HUNGRY TRAM’S KARMA

“We need to be on the train platform by 10:30”, I whispered.

Was it a whisper? During our stay at Amsterdam’s famous(ly unheard of by any local, Trip Advisor) hostel, The Flying Pig, we stayed up late listing 80s serial killers and dream careers, smooshed in a bottom bunk lined by rows of hazelnut wood paneling. My Turkish bestie and I muffled chuckles, breathed in hostel musk, and probably didn’t whisper. We’d paid to live with strangers, not quiet strangers, okay? Maybe that was where we first went wrong. 

“Trains are my ‘stress-thing’”, I said.

Selin groggily dismissed me.

          “Just go”, she said and curled her legs in.

After packing, I drank grainy coffee and avoided a platter of weird bread. It was unpleasant, especially because every time I closed my eyes for a sip, the train whooshed by me in my mind. After a phone call that would’ve flourished better in Dutch, our Uber to the station canceled on us.  It had begun.

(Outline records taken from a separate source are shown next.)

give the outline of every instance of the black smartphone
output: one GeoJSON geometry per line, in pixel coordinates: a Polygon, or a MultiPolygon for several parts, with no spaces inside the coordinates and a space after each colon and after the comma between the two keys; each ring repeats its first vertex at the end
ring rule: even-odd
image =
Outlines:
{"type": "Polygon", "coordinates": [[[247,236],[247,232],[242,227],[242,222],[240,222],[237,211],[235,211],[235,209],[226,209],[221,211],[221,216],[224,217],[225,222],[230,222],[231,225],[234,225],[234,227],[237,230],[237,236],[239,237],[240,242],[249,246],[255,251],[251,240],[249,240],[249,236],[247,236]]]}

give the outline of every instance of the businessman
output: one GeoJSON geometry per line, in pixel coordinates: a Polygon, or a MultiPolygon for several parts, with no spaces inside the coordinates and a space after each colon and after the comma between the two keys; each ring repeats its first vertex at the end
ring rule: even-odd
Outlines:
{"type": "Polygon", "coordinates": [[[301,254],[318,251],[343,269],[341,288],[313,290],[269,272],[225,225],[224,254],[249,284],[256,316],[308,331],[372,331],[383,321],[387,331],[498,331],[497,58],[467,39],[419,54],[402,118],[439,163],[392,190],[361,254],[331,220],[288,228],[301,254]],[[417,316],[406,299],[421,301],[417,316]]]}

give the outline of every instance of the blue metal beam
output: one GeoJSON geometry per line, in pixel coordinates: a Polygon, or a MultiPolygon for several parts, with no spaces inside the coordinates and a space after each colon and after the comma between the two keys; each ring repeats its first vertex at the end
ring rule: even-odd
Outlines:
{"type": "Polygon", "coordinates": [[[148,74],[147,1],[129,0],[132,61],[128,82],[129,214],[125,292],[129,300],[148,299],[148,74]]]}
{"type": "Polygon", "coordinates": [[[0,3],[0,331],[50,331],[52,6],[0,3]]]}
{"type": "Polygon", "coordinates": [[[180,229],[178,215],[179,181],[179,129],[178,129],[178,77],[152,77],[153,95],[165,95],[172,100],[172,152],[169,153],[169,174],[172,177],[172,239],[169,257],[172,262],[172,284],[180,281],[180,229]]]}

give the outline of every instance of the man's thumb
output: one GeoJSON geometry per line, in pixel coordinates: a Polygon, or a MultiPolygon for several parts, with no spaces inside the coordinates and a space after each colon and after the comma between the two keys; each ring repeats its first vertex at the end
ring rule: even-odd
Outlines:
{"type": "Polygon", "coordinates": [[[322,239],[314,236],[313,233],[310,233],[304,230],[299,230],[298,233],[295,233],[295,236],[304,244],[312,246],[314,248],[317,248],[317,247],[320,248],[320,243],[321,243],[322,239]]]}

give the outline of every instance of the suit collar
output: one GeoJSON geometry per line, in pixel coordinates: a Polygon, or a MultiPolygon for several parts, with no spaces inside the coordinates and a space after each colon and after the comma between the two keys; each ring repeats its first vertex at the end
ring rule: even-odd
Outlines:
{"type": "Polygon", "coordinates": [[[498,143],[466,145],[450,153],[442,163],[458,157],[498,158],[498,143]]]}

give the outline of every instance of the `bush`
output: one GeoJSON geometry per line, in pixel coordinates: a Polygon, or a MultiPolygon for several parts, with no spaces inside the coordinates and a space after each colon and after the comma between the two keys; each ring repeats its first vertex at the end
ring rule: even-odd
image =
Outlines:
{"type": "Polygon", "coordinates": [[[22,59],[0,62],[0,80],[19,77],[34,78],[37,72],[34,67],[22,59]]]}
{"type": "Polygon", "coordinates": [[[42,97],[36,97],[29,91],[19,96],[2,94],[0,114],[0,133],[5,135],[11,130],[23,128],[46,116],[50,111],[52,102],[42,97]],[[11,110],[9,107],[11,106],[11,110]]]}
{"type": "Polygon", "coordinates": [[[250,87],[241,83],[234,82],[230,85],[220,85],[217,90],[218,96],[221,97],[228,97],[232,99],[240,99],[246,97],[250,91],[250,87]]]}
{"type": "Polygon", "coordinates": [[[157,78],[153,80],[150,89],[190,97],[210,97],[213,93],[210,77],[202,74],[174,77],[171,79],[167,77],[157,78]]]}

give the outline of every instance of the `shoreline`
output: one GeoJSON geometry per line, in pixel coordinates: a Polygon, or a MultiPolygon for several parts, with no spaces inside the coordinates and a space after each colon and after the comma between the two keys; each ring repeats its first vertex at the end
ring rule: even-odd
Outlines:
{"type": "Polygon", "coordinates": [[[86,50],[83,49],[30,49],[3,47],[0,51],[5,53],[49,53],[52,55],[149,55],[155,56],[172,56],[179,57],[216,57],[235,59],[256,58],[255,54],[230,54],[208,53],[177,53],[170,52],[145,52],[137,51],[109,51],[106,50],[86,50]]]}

At least we could take the tram. We’d been sneaking on it those past days, refusing to buy one-dollar tickets and riding to apple pie shops. It was a sweet deal until the tram implemented a new form of compensation. One-dollar vitamin deficient, the tram malfunctioned. Selin hopped out at our stop but the tram ate me up. Her hair blew into peaking flames as it whisked me away on a temper tantrum joy ride. A couple stops later it spit me out onto Amsterdam’s burgundy avenues with a drained cellphone at midnight. It was unkind. When I met up with Selin again, we laughed about the karma the tram dealt us for not paying to ride it. But that wasn’t it’s karma.

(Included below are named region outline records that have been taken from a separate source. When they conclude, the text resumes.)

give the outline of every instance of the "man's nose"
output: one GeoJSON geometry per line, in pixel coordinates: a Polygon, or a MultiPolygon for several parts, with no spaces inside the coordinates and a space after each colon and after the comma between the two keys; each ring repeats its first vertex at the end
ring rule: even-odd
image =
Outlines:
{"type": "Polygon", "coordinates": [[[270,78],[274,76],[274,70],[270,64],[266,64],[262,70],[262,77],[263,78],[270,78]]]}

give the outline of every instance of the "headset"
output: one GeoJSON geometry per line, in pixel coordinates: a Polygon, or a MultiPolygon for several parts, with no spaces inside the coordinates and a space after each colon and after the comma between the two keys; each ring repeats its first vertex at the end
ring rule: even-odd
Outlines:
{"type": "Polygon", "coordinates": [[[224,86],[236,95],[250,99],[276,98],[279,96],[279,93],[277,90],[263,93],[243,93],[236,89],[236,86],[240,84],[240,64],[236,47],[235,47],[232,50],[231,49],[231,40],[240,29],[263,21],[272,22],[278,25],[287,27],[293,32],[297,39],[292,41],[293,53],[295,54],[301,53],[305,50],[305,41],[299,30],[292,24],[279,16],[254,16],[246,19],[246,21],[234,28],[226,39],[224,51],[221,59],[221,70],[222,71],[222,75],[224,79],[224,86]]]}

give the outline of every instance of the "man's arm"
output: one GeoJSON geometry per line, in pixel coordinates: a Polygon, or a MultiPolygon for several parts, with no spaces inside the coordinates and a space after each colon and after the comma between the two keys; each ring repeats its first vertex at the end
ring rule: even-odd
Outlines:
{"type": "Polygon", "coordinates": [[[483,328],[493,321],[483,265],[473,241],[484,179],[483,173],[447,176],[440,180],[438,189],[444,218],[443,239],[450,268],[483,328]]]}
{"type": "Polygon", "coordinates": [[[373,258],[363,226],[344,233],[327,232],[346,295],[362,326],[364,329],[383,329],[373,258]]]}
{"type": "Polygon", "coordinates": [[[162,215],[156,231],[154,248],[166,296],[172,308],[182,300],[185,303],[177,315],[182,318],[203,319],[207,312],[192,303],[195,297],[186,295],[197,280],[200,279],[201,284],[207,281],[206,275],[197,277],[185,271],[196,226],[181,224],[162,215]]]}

“How are you completely unaffected?”, I asked Selin, now riding the tram to the train station, biting for time. Now when I shut my eyes, I was seeing the price of our train ticket, a tornado of two hundred dollar bills, swept up in the woosh. Selin shrugged in response. I glued my eyes to the window so I wouldn’t kill other passengers with my death stare.

 We arrived to the station with five minutes to spare. Phew. I yanked my eyes from the train clock and they landed on Selin’s backpack. A Tumi. The most extortionate travel backpack in the market. Was my gummy black Athleta, shaped like a turtle’s shell and ripping at the seams, up to par? I noticed the sudden light quality of my torso. I wound my arms back, pushing pockets of cool air into my t-shirt. It was gone.

The tram had fed again. Cruising through the city, my backpack patiently awaited a stop that would never come. With it, my passports, laptop, and most precious belongings. That was it. That was the tram’s karma.